With an amusingly detached delivery that rivals Ben Stein's droning roll call in Ferris Bueller's Day Off , he sings "I just want to dance, and fuck, and fly, and try, and fail, and try again…hold up," against a squelchy bass line and stabbing synths. When the percussive noise of what sounds like a triangle dinner bell appears within the mix, one can't help but think that Gourmet is simply winking at his audience, as if to say, "dinner is served."

7. Pouvoir Magique - “Chalawan”

Like a psychoactive ayahuasca brew, the intoxicating "shamanic techno" of Parisian duo Pouvoir Magique's LP Disparition, is an exhilarating trip into unfamiliar territory. Formed in November of 2011, "Magic Power" is the musical project of Clément Vincent and Bertrand Cerruti, who over the years, have cleverly merged several millennia of songs from around the world with 21st-century beats and widescreen electro textures. Lest ye be worried, this is anything but Deep Forest.

In the spring of 2013, Pouvoir Magique co-founded the "Mawimbi" collective, a project designed to unite African musical heritage with contemporary soundscapes, and released two EPs. Within days of launching their label Musiques de Sphères, the duo's studio was burglarized and a hard drive with six years of painstakingly curated material had vanished. After tracking down demos they shared with friends before their final stages of completion, Clément and Bertrand reconstructed an album of 12 tracks.

Unfinished though they might be, each song is a marvelous thing to behold.
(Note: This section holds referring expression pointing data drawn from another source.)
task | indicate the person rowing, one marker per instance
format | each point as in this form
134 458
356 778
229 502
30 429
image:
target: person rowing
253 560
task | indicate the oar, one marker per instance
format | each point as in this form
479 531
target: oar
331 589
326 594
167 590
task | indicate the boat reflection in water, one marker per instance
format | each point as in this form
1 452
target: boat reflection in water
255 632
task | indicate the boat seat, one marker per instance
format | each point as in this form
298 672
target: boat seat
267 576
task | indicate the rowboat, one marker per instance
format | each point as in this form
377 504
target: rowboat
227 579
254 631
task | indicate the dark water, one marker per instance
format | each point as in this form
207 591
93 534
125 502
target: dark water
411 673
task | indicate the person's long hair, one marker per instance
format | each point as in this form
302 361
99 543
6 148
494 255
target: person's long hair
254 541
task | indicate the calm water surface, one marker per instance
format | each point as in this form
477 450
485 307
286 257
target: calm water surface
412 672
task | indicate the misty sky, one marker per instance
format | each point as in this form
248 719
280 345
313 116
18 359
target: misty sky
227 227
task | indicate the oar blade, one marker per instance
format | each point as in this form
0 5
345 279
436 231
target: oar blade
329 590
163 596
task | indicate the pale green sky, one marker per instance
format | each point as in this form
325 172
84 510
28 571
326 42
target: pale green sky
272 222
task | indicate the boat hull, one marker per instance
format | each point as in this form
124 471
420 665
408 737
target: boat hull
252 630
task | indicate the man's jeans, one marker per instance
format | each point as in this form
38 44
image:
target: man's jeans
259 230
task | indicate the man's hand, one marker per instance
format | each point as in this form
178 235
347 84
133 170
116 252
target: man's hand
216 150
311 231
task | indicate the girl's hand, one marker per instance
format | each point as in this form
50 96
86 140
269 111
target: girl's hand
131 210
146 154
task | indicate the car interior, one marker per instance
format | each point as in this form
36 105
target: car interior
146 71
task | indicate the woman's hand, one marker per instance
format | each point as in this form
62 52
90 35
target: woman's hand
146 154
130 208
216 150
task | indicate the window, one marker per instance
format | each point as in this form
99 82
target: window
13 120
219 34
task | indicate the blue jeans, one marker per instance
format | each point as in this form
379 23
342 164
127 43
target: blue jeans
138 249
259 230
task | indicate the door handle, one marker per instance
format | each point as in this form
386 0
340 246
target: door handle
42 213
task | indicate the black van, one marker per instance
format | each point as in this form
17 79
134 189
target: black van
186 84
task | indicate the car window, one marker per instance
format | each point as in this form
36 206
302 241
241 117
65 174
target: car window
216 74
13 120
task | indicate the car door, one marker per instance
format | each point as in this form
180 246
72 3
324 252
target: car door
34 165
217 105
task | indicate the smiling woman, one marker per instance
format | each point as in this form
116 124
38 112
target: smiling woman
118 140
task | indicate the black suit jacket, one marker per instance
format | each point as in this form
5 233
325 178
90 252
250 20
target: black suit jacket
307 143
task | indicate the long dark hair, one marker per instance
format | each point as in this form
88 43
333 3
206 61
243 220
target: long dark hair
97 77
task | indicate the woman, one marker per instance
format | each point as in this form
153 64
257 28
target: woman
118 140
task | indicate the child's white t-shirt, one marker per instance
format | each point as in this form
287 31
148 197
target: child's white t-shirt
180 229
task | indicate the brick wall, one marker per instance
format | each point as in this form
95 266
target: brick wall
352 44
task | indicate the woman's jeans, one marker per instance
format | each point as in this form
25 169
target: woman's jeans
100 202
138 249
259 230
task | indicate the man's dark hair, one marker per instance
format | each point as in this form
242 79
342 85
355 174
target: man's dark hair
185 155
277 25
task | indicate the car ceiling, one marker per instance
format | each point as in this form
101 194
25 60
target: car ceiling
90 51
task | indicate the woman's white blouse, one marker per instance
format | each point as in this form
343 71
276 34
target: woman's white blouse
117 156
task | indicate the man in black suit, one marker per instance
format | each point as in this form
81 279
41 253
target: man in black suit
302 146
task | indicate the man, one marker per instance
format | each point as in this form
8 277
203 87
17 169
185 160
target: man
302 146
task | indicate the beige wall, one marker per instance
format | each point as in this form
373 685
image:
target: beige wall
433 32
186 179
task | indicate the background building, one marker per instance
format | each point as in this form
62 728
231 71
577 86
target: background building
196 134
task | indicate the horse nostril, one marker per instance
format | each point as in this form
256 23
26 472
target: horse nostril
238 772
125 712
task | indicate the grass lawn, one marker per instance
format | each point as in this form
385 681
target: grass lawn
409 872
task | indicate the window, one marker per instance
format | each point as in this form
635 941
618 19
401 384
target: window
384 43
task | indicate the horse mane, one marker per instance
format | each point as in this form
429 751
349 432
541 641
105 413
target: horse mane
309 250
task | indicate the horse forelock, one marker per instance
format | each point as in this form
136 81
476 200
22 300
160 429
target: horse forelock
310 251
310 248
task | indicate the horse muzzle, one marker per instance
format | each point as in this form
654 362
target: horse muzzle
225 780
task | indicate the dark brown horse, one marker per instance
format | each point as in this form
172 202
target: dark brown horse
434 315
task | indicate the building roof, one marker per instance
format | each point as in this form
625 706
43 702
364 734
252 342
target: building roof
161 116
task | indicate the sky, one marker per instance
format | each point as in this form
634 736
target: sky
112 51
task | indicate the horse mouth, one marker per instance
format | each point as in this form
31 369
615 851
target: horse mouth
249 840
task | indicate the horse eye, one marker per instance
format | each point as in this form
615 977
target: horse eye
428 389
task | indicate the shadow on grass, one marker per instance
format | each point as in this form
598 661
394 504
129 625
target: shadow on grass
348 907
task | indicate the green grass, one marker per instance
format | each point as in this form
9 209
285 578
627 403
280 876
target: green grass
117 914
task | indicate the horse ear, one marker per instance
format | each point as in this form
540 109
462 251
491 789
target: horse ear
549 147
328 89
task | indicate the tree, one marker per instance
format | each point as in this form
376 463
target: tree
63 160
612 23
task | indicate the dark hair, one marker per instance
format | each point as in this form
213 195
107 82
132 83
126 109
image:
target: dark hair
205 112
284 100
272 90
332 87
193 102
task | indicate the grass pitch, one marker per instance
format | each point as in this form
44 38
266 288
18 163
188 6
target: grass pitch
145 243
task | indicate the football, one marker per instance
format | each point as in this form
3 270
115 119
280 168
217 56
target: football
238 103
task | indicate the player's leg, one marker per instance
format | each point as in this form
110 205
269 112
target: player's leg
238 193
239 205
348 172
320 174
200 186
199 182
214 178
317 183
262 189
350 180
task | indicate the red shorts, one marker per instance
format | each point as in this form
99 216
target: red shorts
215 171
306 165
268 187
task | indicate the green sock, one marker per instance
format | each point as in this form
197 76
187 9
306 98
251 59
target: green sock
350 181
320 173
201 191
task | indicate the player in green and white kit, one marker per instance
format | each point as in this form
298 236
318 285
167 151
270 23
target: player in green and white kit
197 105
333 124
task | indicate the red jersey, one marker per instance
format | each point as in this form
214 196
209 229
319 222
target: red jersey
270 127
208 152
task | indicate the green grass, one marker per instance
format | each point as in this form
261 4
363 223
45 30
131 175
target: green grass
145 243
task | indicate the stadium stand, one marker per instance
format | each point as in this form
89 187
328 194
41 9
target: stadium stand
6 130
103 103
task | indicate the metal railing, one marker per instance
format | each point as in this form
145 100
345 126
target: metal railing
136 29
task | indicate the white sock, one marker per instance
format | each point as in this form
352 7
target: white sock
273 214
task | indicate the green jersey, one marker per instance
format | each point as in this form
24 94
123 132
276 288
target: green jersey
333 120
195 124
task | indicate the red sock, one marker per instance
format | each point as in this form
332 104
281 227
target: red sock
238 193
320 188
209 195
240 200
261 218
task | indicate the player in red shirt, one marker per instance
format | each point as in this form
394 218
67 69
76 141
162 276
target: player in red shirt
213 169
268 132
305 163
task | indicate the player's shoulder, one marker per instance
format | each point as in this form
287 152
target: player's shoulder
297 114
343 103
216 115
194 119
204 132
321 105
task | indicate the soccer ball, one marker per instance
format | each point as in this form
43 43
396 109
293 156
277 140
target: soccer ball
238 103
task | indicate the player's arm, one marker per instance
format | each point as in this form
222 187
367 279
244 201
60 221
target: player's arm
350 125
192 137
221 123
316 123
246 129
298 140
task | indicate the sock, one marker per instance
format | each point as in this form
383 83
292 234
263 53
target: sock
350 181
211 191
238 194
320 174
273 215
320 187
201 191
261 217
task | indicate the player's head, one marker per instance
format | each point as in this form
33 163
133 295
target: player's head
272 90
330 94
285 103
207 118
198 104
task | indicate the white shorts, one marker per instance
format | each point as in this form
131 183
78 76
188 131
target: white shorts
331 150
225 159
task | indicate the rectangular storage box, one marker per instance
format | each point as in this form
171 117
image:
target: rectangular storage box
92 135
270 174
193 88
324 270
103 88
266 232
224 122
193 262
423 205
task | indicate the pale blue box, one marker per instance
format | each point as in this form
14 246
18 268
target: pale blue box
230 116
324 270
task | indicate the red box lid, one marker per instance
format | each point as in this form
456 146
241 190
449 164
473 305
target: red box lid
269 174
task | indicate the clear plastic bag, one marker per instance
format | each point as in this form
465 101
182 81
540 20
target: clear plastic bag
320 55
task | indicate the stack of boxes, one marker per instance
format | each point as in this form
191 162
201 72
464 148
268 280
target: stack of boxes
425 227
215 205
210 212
Their stunning 2016 single "Eclipse," with its cinematic video, might have been one of the most immediate songs on the record, but it's the pulsing "Chalawan," with its guttural howls, fluttering flute-like passages, and driving, hypnotic beats that truly mesmerizes.

6. Purple Disco Machine - “Body Funk” & “Devil In Me” (TIE)

Whenever a bevy of guest artists appears on a debut record, it's often best to approach the project with caution. 85% of the time, the collaborative partners either overshadow the proceedings or detract from the vision of the musician whose name is emblazoned across the top of the LP. There are, however, pleasant exceptions to the rule and Tino Piontek's Soulmatic is one of the year's most delightfully cohesive offerings. The Dresden-born Deep Funk innovator, aka Purple Disco Machine, has risen to international status since 2009, releasing one spectacular track and remix after another. It should go without saying that this long-awaited collection, featuring everyone from Kool Keith to Faithless and Boris D'lugosch, is ripe with memorable highlights.

The saucy, soaring "Mistress" shines a spotlight on the stellar pipes of "UK soul hurricane" Hannah Williams. While it might be a crowning moment within the set, its the strutting discofied "Body Funk", and the album's first single, "Devil In Me", that linger long after the record has stopped spinning. The former track with its camptastic fusion of '80s Sylvester gone 1940s military march, and the latter anthem, a soulful stunner that samples the 1968 Stax hit "Private Number", and features the vocal talents of Duane Harden and Joe Killington, feels like an unearthed classic. Without a doubt, the German DJ's debut is one of the best dance records of the year.